Марлена разговор не поддержала, молча занялась костром. Нина задумчиво проводила взглядом заходящее солнце и вернулась к магосу и его рубашке.

— Давай, снимай уже эту половую тряпку. И нечего стесняться. Подумаешь, шрамы. Что я, шрамов не видела? У меня, знаешь, какой здоровенный на лопатке есть! С велосипеда в детстве грохнулась. Ой, точно, надо же еще велик наверх затащить!

— Да что ему сделается? — Магос без особого удовольствия позволил стянуть с себя рубашку и теперь размышлял, покусится ли женщина на штаны. — Где ты вообще эту рухлядь раздобыла?

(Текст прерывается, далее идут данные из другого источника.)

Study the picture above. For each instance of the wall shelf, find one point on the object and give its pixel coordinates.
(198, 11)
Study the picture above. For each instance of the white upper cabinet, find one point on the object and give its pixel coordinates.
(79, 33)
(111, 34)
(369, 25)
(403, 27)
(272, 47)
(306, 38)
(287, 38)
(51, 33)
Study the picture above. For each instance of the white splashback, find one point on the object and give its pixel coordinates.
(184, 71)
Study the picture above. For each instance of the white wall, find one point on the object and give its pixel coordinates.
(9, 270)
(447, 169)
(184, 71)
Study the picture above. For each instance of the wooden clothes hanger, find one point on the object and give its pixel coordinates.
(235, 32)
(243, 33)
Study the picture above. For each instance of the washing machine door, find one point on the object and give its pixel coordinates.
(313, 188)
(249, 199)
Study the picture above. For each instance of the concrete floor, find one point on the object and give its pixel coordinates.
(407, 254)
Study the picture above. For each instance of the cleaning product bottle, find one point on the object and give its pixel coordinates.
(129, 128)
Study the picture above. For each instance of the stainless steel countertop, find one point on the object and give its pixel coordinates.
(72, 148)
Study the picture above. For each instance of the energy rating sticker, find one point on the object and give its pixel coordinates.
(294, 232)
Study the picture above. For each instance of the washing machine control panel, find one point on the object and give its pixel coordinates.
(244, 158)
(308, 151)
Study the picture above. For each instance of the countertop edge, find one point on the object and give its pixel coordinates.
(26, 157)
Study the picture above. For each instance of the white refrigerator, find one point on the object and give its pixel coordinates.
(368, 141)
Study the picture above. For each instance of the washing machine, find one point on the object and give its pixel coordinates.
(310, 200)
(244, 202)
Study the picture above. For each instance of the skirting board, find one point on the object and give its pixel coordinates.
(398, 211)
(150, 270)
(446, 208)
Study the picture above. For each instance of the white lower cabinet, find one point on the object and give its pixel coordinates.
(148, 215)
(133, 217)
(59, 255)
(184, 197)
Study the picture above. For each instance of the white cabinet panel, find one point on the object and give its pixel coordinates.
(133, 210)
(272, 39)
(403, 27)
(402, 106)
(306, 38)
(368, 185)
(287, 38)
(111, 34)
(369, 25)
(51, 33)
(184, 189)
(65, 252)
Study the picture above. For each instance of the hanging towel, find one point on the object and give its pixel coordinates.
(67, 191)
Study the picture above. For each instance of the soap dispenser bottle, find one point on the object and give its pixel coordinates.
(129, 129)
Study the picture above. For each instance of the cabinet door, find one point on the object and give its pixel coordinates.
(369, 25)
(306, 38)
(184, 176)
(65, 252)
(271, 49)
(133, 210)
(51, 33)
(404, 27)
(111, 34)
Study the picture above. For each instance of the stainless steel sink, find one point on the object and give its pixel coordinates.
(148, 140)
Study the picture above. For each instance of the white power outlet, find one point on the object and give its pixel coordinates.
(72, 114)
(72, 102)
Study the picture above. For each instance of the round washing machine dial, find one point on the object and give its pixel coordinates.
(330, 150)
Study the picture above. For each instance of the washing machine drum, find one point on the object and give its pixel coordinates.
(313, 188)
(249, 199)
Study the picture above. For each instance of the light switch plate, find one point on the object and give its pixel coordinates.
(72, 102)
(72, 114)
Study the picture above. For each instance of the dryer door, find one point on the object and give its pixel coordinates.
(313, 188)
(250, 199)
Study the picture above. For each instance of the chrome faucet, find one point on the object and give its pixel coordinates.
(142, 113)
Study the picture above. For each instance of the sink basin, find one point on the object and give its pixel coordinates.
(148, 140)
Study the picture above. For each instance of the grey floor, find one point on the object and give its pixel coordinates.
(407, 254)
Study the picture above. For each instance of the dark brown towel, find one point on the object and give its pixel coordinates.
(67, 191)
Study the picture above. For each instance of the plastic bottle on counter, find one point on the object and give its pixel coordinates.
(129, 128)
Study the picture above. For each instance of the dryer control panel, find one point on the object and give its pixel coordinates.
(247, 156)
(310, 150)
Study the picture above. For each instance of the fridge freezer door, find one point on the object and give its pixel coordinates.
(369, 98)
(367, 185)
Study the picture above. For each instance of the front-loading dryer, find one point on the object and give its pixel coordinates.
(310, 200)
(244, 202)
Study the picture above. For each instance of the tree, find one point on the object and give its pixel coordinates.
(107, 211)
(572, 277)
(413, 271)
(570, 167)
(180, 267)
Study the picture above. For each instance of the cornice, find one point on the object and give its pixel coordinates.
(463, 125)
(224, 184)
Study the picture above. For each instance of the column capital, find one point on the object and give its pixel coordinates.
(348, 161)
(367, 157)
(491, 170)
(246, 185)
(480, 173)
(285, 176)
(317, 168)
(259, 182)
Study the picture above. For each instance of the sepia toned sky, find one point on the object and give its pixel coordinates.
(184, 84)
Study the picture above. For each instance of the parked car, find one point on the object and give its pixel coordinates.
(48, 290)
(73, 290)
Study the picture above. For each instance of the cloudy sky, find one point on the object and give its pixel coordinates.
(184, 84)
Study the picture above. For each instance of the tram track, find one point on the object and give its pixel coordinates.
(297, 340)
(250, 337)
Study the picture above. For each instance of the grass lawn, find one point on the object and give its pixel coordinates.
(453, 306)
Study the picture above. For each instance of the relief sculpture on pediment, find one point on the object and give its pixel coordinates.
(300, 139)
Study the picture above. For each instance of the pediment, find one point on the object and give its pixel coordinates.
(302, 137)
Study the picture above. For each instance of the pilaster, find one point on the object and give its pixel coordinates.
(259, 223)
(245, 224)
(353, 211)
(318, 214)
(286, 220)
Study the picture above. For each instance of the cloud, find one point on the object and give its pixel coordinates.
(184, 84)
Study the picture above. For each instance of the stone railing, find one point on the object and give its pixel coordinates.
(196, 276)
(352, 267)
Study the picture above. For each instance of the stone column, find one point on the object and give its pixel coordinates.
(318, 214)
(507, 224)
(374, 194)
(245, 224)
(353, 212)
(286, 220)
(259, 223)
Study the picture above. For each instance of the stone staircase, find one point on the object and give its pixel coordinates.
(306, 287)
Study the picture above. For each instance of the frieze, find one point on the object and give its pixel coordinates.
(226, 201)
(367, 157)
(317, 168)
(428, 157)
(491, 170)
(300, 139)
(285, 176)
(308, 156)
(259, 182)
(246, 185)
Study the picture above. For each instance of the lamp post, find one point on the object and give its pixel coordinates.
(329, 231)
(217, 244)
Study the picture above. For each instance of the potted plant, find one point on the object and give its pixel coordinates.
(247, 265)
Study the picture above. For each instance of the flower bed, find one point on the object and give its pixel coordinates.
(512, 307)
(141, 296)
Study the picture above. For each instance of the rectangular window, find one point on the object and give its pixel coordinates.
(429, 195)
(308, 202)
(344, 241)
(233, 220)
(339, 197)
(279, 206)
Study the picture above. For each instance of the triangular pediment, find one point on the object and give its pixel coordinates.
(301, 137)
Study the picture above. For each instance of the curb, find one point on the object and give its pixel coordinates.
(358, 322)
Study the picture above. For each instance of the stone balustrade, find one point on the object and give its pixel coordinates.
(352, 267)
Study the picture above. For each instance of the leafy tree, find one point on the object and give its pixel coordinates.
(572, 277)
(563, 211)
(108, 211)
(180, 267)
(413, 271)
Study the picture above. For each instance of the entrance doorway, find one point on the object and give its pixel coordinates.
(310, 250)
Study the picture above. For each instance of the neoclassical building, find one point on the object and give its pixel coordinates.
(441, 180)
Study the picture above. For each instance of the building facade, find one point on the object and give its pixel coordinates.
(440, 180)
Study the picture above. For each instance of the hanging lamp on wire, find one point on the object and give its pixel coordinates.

— В трактире. — Нина задумчиво посмотрела на полураздетого магоса, затем на дорогу, на ярко-оранжевое пятно, выделявшееся на фоне грязи. Бережное отношение к технике пересилило заботу о ближних, и женщина полезла вниз за своим безумным транспортом.

— Это мамин, — неожиданно произнесла Марлена, скармливая новорожденному костру тонкие веточки.

Ветки были мокрые, костерок шипел и дымил, но от лакомства не отказывался, разгорался все ярче. От него веяло теплом и уютом, а воздух вокруг, напротив, становился все холоднее. Ракун почувствовал, что его начинает познабливать. Хуже того — вернувшаяся Нина тоже это заметила и, бросив свой агрегат, чуть ли не волоком потащила магоса ближе к огню.